Évangile : « Baptisez-les au nom du Père, et du Fils, et du Saint-Esprit »

En ce temps-là, les onze disciples s’en allèrent en Galilée, à la montagne où Jésus leur avait ordonné de se rendre. Quand ils le virent, ils se prosternèrent, mais certains eurent des doutes. Jésus s’approcha d’eux et leur adressa ces paroles : « Tout pouvoir m’a été donné au ciel et sur la terre. Allez ! De toutes les nations faites des disciples : baptisez-les au nom du Père, et du Fils, et du Saint-Esprit, apprenez-leur à observer tout ce que je vous ai commandé. Et moi, je suis avec vous tous les jours jusqu’à la fin du monde. »

 

Retable sur bois dedié à Marie Madeleine - Botticelli entre 1490 et 1494
La Sainte Trinité est le sommet, la perfection de l’amour, elle en est la source. Or, nous le savons, plus ou moins, l’amour est communion, partage, empathie, don de soi à l’autre. C’est ce don premier et absolument parfait du Père, du Fils et du Saint-Esprit qui nous fait vivre.

Homélie :

Comme tous les mystères de la foi chrétienne. Celui de la Sainte Trinité ne peut se comprendre qu’en le vivant. Il ne s’agit pas d’aborder la Sainte Trinité avec un regard extérieur, mais de la vivre dans le présent jusqu’à ce qu’elle devienne notre vie intime. Dans la spiritualité hindoue. Il est dit : « Regardons la vie des oiseaux et des poissons ». Le poisson ne se lasse pas de l’eau. Mais n’étant pas poisson, nous ne pourrons jamais savoir ce qu’éprouve le poisson. Jamais l’oiseau ne se lasse de la forêt, mais jamais nous ne comprendrons ses sentiments. Il en va de même pour la foi chrétienne, pour la foi de l’Évangile. Si nous ne vivons pas, tant soit peu l’Évangile, nous n’y comprendrons jamais rien, les paroles de Jésus resteront lettre morte.
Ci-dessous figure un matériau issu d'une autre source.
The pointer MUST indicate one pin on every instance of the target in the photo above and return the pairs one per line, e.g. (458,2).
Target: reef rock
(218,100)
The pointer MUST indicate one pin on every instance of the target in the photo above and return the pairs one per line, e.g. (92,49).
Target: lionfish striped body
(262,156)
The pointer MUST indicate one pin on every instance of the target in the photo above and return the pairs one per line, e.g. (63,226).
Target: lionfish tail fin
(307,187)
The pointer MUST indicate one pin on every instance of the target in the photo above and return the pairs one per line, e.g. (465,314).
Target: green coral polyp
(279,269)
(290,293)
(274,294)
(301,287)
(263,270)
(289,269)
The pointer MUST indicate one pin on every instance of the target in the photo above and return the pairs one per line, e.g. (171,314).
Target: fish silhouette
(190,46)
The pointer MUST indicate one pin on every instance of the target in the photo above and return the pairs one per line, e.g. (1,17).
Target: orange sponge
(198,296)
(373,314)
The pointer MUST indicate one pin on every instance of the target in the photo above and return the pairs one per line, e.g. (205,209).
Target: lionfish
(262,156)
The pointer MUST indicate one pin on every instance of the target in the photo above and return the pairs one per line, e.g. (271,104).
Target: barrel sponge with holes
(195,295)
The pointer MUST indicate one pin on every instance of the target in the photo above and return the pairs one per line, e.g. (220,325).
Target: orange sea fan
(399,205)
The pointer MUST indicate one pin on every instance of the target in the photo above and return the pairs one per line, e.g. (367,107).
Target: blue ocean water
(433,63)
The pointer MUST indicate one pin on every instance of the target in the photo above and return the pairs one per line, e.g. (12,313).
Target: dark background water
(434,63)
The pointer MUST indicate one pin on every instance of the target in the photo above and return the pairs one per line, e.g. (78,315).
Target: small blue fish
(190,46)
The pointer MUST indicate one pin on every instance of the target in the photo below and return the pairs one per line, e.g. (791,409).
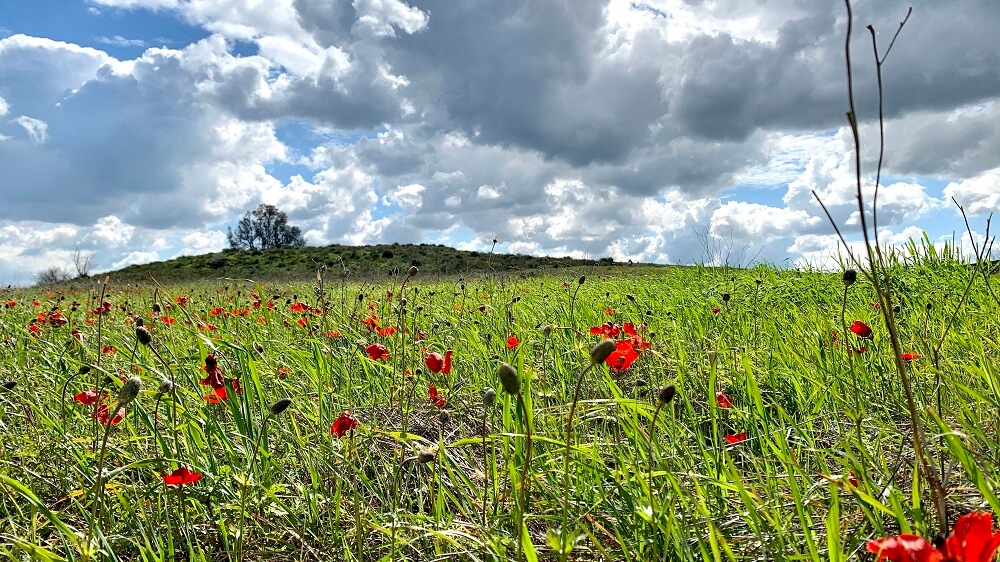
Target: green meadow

La Sainte Trinité est le sommet, la perfection de l’amour, elle en est la source. Or, nous le savons, plus ou moins, l’amour est communion, partage, empathie, don de soi à l’autre. C’est ce don premier et absolument parfait du Père, du Fils et du Saint-Esprit qui nous fait vivre.

Mais il y a un long chemin de détachement et de perte à parcourir avant d’aborder ou de connaître cette union de l’homme avec Dieu. La mort viendra nous libérer des vieilles attaches terrestres qui resteront collées à notre esprit. La Sainte Trinité est aux antipodes de ce que la légende de Narcisse nous décrit : l’ histoire de ce beau jeune homme passant sa vie à admirer sa propre beauté ; se regardant dans l’eau, il finit par se noyer dans sa propre image. Narcisse est seul, de la pire des solitudes, celle de l’égoïste qui ne pense qu’à lui, ne vit que pour son propre bonheur, qui, en fait, est le plus grand des malheurs. C’est pourquoi nous devons être attentifs à toute forme de possession égoïste ; Saint-Benoît à les paroles les plus dures dans sa Règle sur ce thème.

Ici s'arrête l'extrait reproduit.